Ground commercial rat biscuits with 1 percent added cod liver oil were used as a basic diet. the rats were kept in individual cages in a room with the temperature and humidity controlled for the duration of the experiment, and they were griven free access to their respective diets and water.

Administration / exposure

Route of administration:

oral: feed

Vehicle:

not specified

Details on exposure:

Groups of rats were fed 1, 2 or 4% triethylene glycol in the diet

Analytical verification of doses or concentrations:

not specified

Details on analytical verification of doses or concentrations:

No data.

Duration of treatment / exposure:

2 years

Frequency of treatment:

continuous in feed

Post exposure period:

No data

No. of animals per sex per dose:

12 males/dose level

Control animals:

yes, plain diet

Details on study design:

Three groups of rats were placed on 1, 2 and 4 percent diethylene glycol (data not presented here) and three other groups were placed on 1, 2 and 4 percent triethylene glycol. the seventh ration was the control diet without added glycol. The weights of individual animals and their food consumption were determined at weekly intervals.

Positive control:

No data.

Examinations

Observations and examinations performed and frequency:

The weights of individual animals and their food consumption were determined at weekly intervals.

Results and discussion

Results of examinations

Clinical signs:

no effects observed

Mortality:

no mortality observed

Body weight and weight changes:

no effects observed

Food consumption and compound intake (if feeding study):

no effects observed

Food efficiency:

not specified

Water consumption and compound intake (if drinking water study):

not specified

Ophthalmological findings:

not specified

Haematological findings:

not specified

Clinical biochemistry findings:

not specified

Urinalysis findings:

not specified

Behaviour (functional findings):

not specified

Organ weight findings including organ / body weight ratios:

not specified

Gross pathological findings:

no effects observed

Histopathological findings: non-neoplastic:

no effects observed

Histopathological findings: neoplastic:

no effects observed

Details on results:

There was no effect on mortality of rats fed 1, 2 or 4% triethylene glycol in the diet for 2 years.

When the data for the weekly food consumption of each group during the first 26 weeks and the second 26 weeks of the experiment were analyzed, the differences between the control and experimental animals were not statistically significant.

Pathological Changes. All of the 84 rats used in these experiments (NOTE: Some rats were fed diethylene glycol which is not included here but can not be separated out in text) were examined for gross visceral changes, and 48 of the 84 were sectioned microscopically. Routine sections included lung, heart, liver, spleen, pancreas, stomach, small intestine, colon, kidney, adrenal, testis and bladder tumors. Bladder, prostate, seminal vesicle, leg bones, bone marrow, voluntary muscle, thyroid and lymph node were sectioned in some animals.

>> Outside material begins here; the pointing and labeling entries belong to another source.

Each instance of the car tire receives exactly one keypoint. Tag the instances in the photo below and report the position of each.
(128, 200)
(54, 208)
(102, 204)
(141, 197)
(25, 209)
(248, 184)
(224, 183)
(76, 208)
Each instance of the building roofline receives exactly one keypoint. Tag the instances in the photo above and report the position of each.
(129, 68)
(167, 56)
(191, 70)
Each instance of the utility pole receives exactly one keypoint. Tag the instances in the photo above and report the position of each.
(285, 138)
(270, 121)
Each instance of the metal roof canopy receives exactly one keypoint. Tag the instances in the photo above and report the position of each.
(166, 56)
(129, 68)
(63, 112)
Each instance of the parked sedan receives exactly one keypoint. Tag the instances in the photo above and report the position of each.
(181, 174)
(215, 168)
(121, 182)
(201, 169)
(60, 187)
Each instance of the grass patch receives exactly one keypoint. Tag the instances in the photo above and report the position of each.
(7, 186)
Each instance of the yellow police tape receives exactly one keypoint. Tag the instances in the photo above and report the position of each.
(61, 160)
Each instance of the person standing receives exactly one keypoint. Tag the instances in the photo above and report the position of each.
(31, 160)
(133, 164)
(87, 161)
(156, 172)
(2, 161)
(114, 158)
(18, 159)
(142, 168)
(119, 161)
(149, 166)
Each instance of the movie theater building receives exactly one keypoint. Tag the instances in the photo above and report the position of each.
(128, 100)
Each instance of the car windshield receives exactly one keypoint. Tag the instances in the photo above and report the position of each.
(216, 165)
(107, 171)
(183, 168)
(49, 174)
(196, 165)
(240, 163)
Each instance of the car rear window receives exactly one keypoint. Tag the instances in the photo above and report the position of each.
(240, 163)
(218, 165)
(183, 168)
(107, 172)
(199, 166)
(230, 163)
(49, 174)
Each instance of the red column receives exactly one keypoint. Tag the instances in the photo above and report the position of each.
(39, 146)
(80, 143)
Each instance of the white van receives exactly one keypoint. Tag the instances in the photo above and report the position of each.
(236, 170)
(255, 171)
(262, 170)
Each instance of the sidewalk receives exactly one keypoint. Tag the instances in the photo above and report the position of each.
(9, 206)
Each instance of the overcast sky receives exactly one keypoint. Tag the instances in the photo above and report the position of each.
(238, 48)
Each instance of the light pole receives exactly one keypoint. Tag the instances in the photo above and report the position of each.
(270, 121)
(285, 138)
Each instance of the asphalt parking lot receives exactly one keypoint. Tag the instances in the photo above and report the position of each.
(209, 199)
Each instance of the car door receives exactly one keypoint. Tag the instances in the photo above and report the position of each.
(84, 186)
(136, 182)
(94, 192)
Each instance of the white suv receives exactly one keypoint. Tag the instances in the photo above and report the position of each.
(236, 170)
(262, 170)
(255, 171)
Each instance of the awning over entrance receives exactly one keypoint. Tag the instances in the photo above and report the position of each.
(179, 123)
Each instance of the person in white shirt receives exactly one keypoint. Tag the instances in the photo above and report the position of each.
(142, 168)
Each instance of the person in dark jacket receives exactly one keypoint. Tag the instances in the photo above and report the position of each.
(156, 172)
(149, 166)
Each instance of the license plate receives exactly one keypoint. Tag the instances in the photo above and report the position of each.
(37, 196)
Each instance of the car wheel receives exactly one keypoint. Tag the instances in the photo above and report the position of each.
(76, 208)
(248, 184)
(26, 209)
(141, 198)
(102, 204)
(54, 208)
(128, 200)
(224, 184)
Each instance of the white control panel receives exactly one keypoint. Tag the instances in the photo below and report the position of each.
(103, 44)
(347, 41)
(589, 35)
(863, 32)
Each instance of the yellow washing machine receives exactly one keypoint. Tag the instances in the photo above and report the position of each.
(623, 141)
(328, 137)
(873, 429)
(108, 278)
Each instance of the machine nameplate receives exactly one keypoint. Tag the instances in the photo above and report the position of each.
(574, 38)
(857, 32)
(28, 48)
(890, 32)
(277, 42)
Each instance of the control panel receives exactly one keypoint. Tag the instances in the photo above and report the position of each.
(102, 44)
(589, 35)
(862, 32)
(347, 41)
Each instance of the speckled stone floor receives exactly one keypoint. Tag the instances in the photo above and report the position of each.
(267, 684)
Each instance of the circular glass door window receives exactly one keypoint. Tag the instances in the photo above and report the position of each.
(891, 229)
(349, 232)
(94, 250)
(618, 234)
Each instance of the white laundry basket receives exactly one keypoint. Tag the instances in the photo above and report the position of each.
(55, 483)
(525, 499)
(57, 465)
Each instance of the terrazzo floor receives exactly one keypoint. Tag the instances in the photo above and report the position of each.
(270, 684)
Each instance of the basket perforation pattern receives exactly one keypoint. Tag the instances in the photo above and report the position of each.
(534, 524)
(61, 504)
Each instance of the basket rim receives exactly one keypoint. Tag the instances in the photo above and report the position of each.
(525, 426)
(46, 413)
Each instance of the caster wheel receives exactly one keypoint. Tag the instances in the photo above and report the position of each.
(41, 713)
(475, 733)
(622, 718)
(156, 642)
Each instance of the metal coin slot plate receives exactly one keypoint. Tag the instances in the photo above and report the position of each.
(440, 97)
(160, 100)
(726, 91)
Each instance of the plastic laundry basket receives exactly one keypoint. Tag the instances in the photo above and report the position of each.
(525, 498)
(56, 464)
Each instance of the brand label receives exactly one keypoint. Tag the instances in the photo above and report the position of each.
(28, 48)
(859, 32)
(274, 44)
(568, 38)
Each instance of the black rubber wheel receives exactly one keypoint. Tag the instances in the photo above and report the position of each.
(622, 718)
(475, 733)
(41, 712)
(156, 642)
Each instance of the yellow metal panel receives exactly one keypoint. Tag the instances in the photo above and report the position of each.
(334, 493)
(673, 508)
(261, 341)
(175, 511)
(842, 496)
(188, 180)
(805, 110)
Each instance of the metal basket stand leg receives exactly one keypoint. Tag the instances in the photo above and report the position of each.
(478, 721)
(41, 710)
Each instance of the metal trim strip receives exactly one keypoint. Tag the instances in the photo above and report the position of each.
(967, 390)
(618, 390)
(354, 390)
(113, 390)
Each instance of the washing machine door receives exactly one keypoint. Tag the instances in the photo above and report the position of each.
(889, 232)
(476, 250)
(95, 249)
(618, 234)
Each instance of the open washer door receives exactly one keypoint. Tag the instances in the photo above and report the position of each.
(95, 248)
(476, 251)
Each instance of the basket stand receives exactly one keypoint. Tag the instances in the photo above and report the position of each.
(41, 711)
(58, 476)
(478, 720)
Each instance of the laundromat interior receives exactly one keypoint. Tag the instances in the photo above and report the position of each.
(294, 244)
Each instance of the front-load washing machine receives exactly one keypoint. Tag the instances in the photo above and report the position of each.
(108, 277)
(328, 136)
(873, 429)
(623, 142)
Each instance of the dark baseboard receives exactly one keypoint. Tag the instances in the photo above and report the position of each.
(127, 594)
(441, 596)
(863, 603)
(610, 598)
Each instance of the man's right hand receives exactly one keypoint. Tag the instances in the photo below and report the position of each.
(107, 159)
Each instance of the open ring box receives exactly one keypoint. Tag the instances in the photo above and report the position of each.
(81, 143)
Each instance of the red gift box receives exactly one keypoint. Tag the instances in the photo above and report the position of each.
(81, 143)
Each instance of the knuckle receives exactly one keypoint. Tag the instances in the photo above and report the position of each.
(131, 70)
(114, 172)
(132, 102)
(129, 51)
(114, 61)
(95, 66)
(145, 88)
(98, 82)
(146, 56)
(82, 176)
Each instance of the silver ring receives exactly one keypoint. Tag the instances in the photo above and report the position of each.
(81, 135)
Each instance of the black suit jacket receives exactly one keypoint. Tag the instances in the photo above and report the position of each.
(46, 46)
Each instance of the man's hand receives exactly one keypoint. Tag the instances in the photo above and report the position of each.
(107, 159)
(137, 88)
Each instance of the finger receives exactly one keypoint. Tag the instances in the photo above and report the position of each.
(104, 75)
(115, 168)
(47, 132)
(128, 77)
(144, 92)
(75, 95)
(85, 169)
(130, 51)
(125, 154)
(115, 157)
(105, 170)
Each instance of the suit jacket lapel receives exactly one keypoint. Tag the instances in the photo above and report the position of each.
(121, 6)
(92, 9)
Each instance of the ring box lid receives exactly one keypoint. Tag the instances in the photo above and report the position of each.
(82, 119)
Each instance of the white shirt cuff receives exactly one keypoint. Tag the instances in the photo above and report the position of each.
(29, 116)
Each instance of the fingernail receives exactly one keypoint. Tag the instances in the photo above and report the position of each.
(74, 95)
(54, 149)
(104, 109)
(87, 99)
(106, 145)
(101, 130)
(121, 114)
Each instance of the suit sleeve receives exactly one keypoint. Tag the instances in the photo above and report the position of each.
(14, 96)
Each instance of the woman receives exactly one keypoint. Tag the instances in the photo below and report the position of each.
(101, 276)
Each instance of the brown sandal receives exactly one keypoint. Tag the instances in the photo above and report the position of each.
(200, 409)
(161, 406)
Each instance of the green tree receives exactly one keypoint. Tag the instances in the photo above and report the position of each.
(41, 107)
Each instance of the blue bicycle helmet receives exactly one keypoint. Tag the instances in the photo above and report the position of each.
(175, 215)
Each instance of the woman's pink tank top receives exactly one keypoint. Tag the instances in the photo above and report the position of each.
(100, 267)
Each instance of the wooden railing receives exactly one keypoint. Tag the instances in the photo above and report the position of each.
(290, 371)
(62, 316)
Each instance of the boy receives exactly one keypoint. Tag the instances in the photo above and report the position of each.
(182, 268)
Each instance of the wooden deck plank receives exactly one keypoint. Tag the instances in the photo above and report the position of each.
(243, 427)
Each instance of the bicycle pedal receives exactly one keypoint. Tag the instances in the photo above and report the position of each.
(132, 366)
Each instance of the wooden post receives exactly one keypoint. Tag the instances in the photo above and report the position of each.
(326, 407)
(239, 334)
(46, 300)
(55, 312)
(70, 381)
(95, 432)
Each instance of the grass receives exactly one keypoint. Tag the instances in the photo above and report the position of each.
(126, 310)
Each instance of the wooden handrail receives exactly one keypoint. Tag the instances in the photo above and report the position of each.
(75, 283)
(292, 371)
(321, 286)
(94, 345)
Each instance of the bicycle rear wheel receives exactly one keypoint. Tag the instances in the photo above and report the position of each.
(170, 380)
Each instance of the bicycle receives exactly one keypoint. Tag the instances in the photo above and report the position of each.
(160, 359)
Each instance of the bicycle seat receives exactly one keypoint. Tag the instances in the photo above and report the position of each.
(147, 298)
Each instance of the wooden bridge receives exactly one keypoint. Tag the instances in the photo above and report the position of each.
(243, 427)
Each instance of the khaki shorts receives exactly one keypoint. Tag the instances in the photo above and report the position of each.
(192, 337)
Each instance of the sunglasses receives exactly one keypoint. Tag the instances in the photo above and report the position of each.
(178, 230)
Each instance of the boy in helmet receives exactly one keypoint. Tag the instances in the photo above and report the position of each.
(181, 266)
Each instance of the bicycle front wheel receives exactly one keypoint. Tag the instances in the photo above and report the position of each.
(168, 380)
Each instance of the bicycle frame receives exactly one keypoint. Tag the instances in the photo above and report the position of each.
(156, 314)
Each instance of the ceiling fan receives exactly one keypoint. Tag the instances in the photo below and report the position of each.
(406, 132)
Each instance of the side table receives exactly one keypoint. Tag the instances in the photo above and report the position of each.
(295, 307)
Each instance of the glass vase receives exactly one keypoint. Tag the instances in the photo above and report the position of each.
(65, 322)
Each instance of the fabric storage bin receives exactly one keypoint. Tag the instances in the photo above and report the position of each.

In rats fed triethylene glycol pathological changes were essentially absent. In the rats fed triethylene glycol and in the untreated controls there were no stones or tumors in the urinary tracts. Liver, lung, heart, spleen, pancreas, stomach, small intestine, colon, adrenal, testis, prostate, seminal vesicles, bone, bone marrow, voluntary muscle, lymph node and thyroid showed either no changes attributable to triethylene glycol, or else changes so slight or infrequent that they were of questionable significance.

Relevance of carcinogenic effects / potential:

Triethylene glycol produced no toxic effect, including cancer, at doses as high as 4% in the diet.

Effect levels

Any other information on results incl. tables

No additional information available.

Applicant's summary and conclusion

Conclusions:

Triethylene glycol produced no toxic effect at doses as high as 4% in the diet.

Executive summary:

In a 1946 era study, groups of 12 male rats were fed 0, 1, 2 or 4 percent triethylene glycol in the diet for 2 years. In this study, triethylene glycol produced no toxic effect at doses as high as 4% in the diet.